Bioact Mater. 2026 Feb 17;61:464-481. doi: 10.1016/j.bioactmat.2026.02.011. eCollection 2026 Jul.
ABSTRACT
The efficacy of traditional radiotherapy has been significantly limited by its severe side effects, tumor hypoxia, and insufficient tumor accumulation. To address these challenges, we developed a multifarious radio enhancer composed of NK cell-derived extracellular vesicle (NKEV)-cloaked dendritic mesoporous thulium oxide (Tm2O3) encapsulated with cerium clusters (Ce6C)-photosensitizer (TSSI) coordination (TSSI-Ce6C-DMTm@NKEV). This nanoplatform is designed to heighten X-ray absorption and energy transfer while generating oxygen to alleviate tumor hypoxia, thereby improving radiotherapy-radiodynamic therapy. Once accumulated at tumor sites, the TSSI-Ce6C-DMTm@NKEV nanoparticles could actively recognize the tumor cells and then catalyze endogenous hydrogen peroxide (H2O2) to produce oxygen, thereby increasing oxygen supply and alleviating tumor hypoxia.

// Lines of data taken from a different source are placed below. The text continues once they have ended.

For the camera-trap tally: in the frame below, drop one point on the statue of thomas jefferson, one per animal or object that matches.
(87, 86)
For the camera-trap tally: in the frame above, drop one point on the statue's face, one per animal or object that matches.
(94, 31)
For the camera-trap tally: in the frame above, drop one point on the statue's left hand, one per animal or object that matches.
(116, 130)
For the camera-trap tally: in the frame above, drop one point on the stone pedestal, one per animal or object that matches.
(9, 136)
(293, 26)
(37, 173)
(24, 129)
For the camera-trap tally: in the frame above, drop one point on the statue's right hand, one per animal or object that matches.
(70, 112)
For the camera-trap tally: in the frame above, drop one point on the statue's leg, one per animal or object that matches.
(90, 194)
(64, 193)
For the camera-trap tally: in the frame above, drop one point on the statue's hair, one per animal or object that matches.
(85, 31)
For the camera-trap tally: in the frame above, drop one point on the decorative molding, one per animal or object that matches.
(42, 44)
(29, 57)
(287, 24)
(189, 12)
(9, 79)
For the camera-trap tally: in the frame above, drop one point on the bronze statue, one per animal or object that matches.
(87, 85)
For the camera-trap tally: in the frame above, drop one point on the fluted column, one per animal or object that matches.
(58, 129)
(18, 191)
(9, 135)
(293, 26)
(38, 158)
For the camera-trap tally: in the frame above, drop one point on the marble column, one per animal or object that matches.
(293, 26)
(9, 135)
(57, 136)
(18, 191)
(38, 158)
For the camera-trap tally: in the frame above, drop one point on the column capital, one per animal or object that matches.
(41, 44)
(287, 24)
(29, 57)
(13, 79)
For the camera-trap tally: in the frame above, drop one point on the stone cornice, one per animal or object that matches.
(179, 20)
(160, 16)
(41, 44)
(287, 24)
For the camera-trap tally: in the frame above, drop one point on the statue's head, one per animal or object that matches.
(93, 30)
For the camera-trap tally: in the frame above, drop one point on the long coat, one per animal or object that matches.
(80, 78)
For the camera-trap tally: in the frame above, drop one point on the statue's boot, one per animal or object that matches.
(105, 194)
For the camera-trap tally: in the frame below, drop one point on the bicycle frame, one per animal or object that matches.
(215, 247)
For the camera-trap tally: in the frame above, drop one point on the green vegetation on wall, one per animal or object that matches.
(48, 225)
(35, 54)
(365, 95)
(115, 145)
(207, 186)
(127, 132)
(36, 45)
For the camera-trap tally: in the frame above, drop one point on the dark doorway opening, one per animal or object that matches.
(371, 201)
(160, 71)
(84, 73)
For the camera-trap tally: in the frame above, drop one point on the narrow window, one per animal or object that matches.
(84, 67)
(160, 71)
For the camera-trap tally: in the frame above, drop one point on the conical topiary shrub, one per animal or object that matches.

Upon X-ray irradiation, the nanoparticles could significantly enhance hydroxyl radical (•OH) generation from Ce6C-DMTm for high-efficiency radiotherapy via matching between Tm’s K-edge with X-ray bremsstrahlung peak, and synchronously facilitate singlet oxygen (1O2) generation from adjacently coordinated TSSI for radiodynamic therapy. This dual mechanism of action, integrated with the alleviation of tumor hypoxia, leads to superior anticancer outcomes through lipid peroxidation, mitochondrial dysfunction, and DNA double-strand break. Our work demonstrates a potential radiotherapy strategy that leverages low-dose X-ray to intensify tumor suppression while minimizing systemic toxicity.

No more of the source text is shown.